Adalbert Stifter (1805-1868) est connu comme l’un des plus grands
descripteurs de la nature. Post-romantique, il appartient à la
génération qui occuppa le grand vide laissé par Goethe dans les lettres
allemandes, il fut aussi l’un des derniers écrivains issus de la Bohême
avant la dislocation de l’empire Austro-hongrois qu’il aide, fort à
propos, à situer dans Les Grands bois.
Pénétrer l’amas descriptif des Grands Bois est quelque peu
vertigineux mais de cet amoncellement de paysages l’on perçoit maints
éclats qui atteignent un profond désir d’harmonie que la seule nature
sait instaurer, touchant directement au coeur.
L’histoire des Grands bois est donc absorbée par les
éléments naturels et les acteurs humains du roman, notamment guerriers,
sont irrémédiablement rattrappés par leur pouvoir. L’histoire en soi
conte les malheurs d’un seigneur qui, bien logé dans son château, sent
les prémices d’une guerre et de l’envahissement de son pays (la Bohème)
par des hordes venues de Suède. Précautionneusement, il déplace ses deux
filles en un lieu inconnu de tous sinon d’un vieil ami qui, en ermite,
les accueille. Clarissa et Johanna, donc, effectuent le voyage à travers
les forêts jusqu’au refuge situé dans les montagnes, au bord d’un lac.
De là, elles peuvent apercevoir le château depuis un promontoire et à
l’aide d’une lunette qui a la vertu de les rassurer.
La nouvelle vie des demoiselles se confond avec les saisons,
l’automne puis l’hiver font une lente apparition. Or, le sort est jeté
quand un cavalier parvient au refuge et déclare son amour à Clarissa qui
l’accepte. Quelques semaines passent et le cavalier scelle le destin du
château par un fait confus qui provoque la catastrophe.

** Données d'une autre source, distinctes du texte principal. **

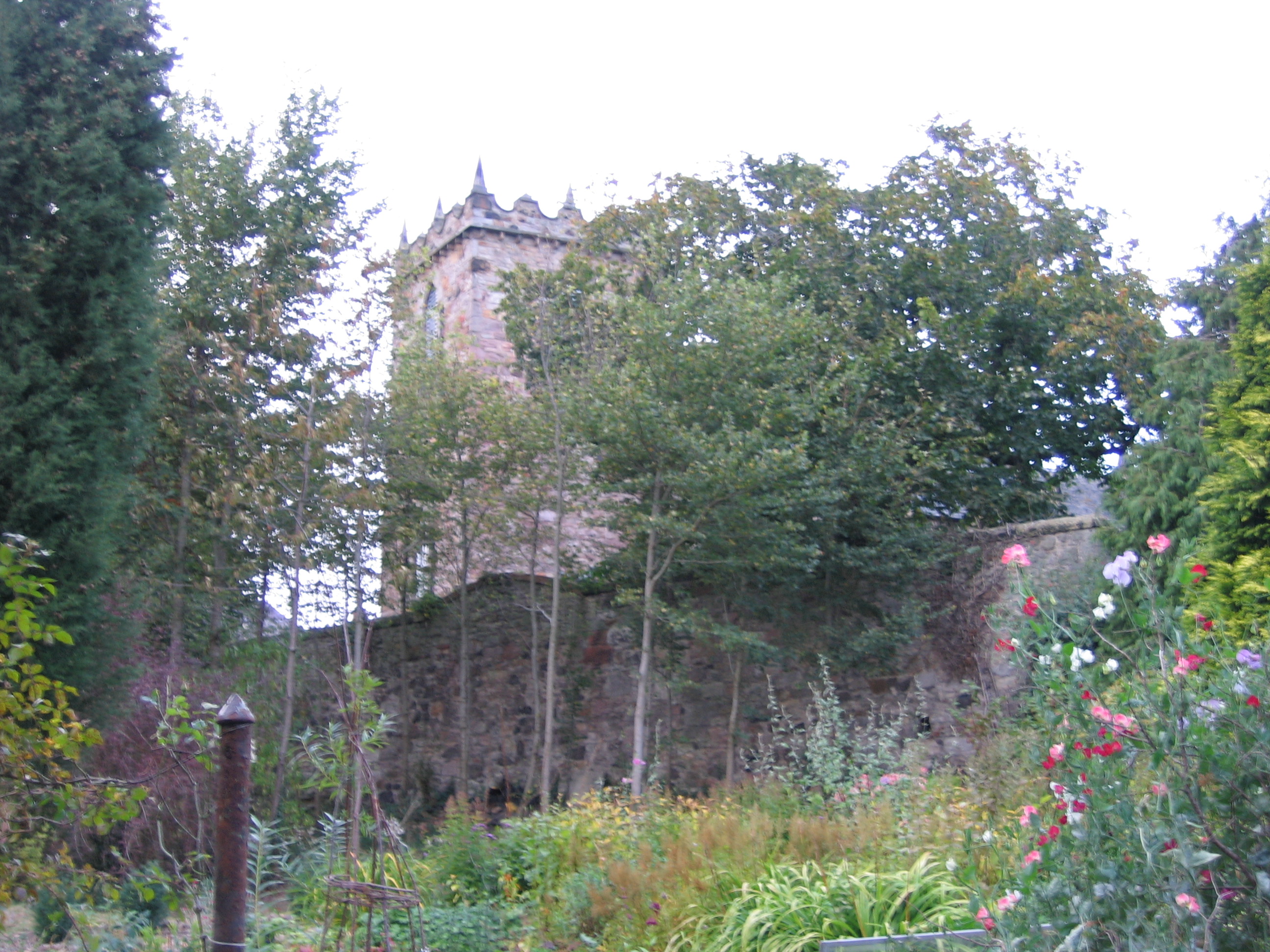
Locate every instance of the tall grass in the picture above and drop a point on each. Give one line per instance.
(794, 908)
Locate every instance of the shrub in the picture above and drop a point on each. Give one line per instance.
(147, 895)
(475, 928)
(52, 921)
(1157, 834)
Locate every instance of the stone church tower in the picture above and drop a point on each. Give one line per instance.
(454, 300)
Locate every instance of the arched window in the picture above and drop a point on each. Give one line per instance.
(432, 315)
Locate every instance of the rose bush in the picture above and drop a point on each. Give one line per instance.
(1157, 834)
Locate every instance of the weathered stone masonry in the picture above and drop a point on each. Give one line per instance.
(418, 663)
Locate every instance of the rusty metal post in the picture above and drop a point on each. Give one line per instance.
(233, 827)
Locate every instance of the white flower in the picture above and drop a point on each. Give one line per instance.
(1119, 571)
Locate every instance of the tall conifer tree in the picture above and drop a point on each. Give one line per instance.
(83, 146)
(1236, 497)
(1155, 489)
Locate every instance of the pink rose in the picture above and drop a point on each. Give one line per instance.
(1015, 554)
(1189, 903)
(1010, 901)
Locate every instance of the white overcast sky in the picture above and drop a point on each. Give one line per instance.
(1164, 104)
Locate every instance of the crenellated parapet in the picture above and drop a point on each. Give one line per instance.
(455, 299)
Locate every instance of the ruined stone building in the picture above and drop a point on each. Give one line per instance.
(934, 687)
(455, 299)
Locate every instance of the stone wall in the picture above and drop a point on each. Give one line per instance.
(948, 674)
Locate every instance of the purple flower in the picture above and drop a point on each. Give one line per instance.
(1249, 659)
(1121, 569)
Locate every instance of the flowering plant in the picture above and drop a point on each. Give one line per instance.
(1159, 831)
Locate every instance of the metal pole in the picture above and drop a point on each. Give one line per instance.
(233, 826)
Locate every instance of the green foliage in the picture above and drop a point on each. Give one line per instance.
(453, 447)
(831, 752)
(147, 895)
(1160, 761)
(795, 908)
(463, 858)
(85, 146)
(464, 928)
(1236, 497)
(254, 237)
(1155, 489)
(42, 737)
(52, 919)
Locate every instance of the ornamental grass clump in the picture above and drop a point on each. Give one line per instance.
(1156, 834)
(794, 908)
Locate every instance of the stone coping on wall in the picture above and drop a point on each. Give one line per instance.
(1043, 527)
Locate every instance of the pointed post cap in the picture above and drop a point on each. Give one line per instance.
(235, 711)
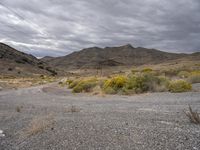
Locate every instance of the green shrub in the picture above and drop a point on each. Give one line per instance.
(114, 85)
(147, 70)
(183, 74)
(85, 85)
(194, 77)
(73, 84)
(179, 86)
(171, 72)
(146, 82)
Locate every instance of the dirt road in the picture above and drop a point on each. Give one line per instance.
(49, 117)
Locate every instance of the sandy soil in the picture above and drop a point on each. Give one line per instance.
(50, 117)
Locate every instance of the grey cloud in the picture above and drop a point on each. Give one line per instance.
(59, 27)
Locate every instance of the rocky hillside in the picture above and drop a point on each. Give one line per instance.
(16, 63)
(125, 55)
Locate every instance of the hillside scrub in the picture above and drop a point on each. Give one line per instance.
(146, 80)
(82, 85)
(114, 85)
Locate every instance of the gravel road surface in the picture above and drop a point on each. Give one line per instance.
(49, 117)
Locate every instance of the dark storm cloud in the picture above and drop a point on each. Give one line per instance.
(58, 27)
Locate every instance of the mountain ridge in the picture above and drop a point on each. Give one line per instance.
(125, 55)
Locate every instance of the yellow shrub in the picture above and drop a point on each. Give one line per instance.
(183, 74)
(85, 85)
(147, 70)
(114, 84)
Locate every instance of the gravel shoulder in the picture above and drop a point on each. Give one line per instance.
(50, 117)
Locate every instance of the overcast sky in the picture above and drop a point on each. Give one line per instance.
(59, 27)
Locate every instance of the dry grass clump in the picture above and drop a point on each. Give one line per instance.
(73, 109)
(183, 74)
(193, 116)
(18, 108)
(179, 86)
(114, 85)
(194, 77)
(85, 85)
(39, 124)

L’élan médiéval, perceptible chez Stifter, convoque des âmes qui,
aussi pures soient-elles, sont, envers et contre tout, vouées à la
déstruction à l’égal de la nature. Stifter ne fut jamais un grand
optimiste, sa mort elle-même conforte cette appréciation puisqu’il se
suicida en se coupant la gorge à l’aide d’un rasoir…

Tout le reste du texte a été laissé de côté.